The cited amicus brief, written by Matthew Jockers, Matthew Sag, and Jason Schultz (PDF here), provided Chin with the "United States is/are" example:
Google’s “Ngram” tool provides another example of a nonexpressive use enabled by mass digitization—this time easily visualized. Figure 1, below, is an Ngram-generated chart that compares the frequency with which authors of texts in the Google Book Search database refer to the United States as a single entity (“is”) as opposed to a collection of individual states (“are”). As the chart illustrates, it was only in the latter half of the Nineteenth Century that the conception of the United States as a single, indivisible entity was reflected in the way a majority of writers referred to the nation. This is a trend with obvious political and historical significance, of interest to a wide range of scholars and even to the public at large. But this type of comparison is meaningful only to the extent that it uses as raw data a digitized archive of significant size and scope.
It's heartening to see the "United States is/are" example serve such a central role in the decision. I first discussed how "the United States are" gave way to "the United States is" in a Language Log post back in 2005, "Life in these, uh, this United States," and followed it up in a Word Routes column in 2009, "The United States Is… Or Are?." Later that year, Mark Liberman posted on the topic here, here, here, and here.
But that was all before Google rolled out its Ngram Viewer in December 2010, which allowed for the ready visualization of the trend, as given in the amicus brief. And when a new version of the Ngram Viewer was released in October 2012, I turned to the example yet again in an article for The Atlantic, as a way to show off some of the new features. Here is the query I included:
(If you missed it, just last month the Ngram Viewer was again freshened up with even more new features, including wildcard searching. See my Atlantic piece and the announcement on the Google Research blog.)

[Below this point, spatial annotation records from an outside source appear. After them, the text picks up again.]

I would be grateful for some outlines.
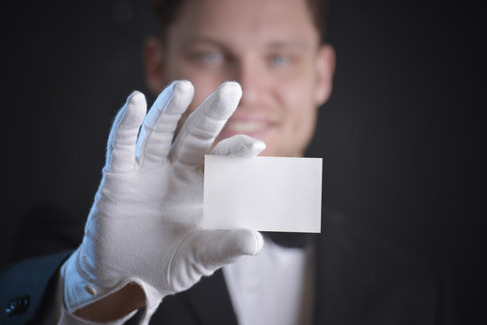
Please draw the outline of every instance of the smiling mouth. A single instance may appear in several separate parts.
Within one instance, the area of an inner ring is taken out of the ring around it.
[[[229,121],[225,125],[227,131],[232,133],[256,133],[264,131],[267,123],[262,121]]]

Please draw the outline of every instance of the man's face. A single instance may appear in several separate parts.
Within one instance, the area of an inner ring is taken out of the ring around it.
[[[185,116],[222,82],[239,82],[242,98],[217,141],[246,134],[274,156],[303,155],[334,65],[305,0],[187,0],[160,58],[163,84],[194,85]]]

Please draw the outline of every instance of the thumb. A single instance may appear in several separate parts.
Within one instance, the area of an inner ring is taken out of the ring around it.
[[[225,265],[244,255],[258,255],[264,246],[258,231],[198,230],[190,235],[173,256],[170,285],[176,292],[185,290]]]

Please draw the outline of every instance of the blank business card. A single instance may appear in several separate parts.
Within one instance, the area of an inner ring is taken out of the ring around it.
[[[202,228],[320,232],[322,161],[206,155]]]

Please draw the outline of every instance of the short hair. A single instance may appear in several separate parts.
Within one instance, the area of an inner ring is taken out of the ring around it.
[[[169,26],[177,18],[181,5],[186,0],[153,0],[152,12],[159,25],[159,32],[165,39]],[[320,42],[325,42],[328,0],[305,0],[310,10],[313,23],[320,33]]]

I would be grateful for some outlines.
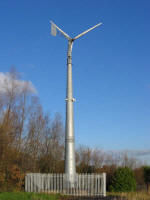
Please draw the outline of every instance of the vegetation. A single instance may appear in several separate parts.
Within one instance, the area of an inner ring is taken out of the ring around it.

Finally, I was happy to receive an advance copy of the book Uncharted: Big Data as a Lens on Human Culture by Erez Aiden and Jean-Baptiste Michel, the brilliant young researchers who worked with Google to develop the Ngram Viewer and introduced it to the world in their paper for Science, "Quantitative Analysis of Culture Using Millions of Digitized Books." In their book (coming out next month), Aiden and Michel walk the reader through a series of enlightening examples of how the Ngram data can be used to analyze trends in language and culture (what they dubbed "culturomics" in the Science paper). The very first example in the book? You guessed it: the shift from plural to singular "United States." Now, that's an example with legs.